Aussichten sind überschätzt
Residenz 2017
Mit Klugheit und Zärtlichkeit spinnt Poiarkov ihre Erzählfäden und verbindet Alltag und Geheimnis, Erinnerung und Gegenwart zu einem wunderbar zeitgenössischen Roman.
Auf einem Flohmarkt findet Luise einen Wachszylinder, mit dem vor über 100 Jahren Ton aufgezeichnet wurde. Die Beschriftung nennt ein Datum: 1903, und den 2. Bezirk in Wien, wo auch Luise wohnt.
Was sagt die ferne Stimme? Wie hören wir zu und was sind wir bereit zu verstehen?

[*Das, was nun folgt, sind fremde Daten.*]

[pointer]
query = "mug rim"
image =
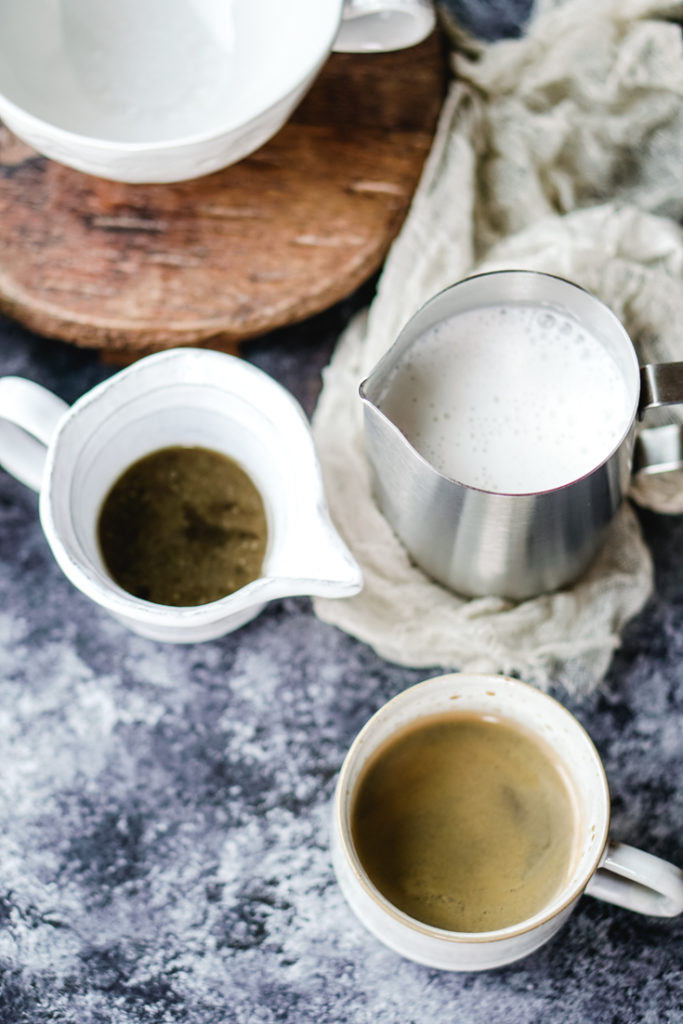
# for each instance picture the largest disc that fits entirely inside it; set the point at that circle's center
(567, 895)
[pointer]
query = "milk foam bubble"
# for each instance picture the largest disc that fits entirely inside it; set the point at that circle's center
(512, 398)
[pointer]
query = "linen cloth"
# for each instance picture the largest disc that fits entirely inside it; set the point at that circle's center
(559, 152)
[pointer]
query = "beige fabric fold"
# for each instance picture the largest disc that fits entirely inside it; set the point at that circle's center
(560, 152)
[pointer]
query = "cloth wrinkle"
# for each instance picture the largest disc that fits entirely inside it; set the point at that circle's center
(558, 152)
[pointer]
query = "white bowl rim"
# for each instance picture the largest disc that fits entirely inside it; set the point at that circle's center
(123, 147)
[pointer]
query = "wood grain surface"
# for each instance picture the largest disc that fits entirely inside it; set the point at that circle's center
(281, 236)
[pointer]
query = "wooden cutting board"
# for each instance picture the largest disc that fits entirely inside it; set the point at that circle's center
(283, 235)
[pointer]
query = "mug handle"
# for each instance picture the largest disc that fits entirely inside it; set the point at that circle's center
(380, 26)
(29, 418)
(638, 881)
(659, 450)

Diese Fragen begleiten alle Figuren: Luises Lebensgefährten, den Tonarchivar Emil, der es liebt, das Knacken des Eises und das Rauschen der Straßen aufzunehmen; ihren Freund Milan, der sich in Sehnsucht zur schönen Zorica aus Novi Sad verzehrt; ihre Freundin Julia, die sich mit ihrer alkoholkranken Mutter konfrontieren muss; und den alten Josef Grasl, Luises Vater, der die Stadt auf der Suche nach den Gespenstern der Vergangenheit durchstreift.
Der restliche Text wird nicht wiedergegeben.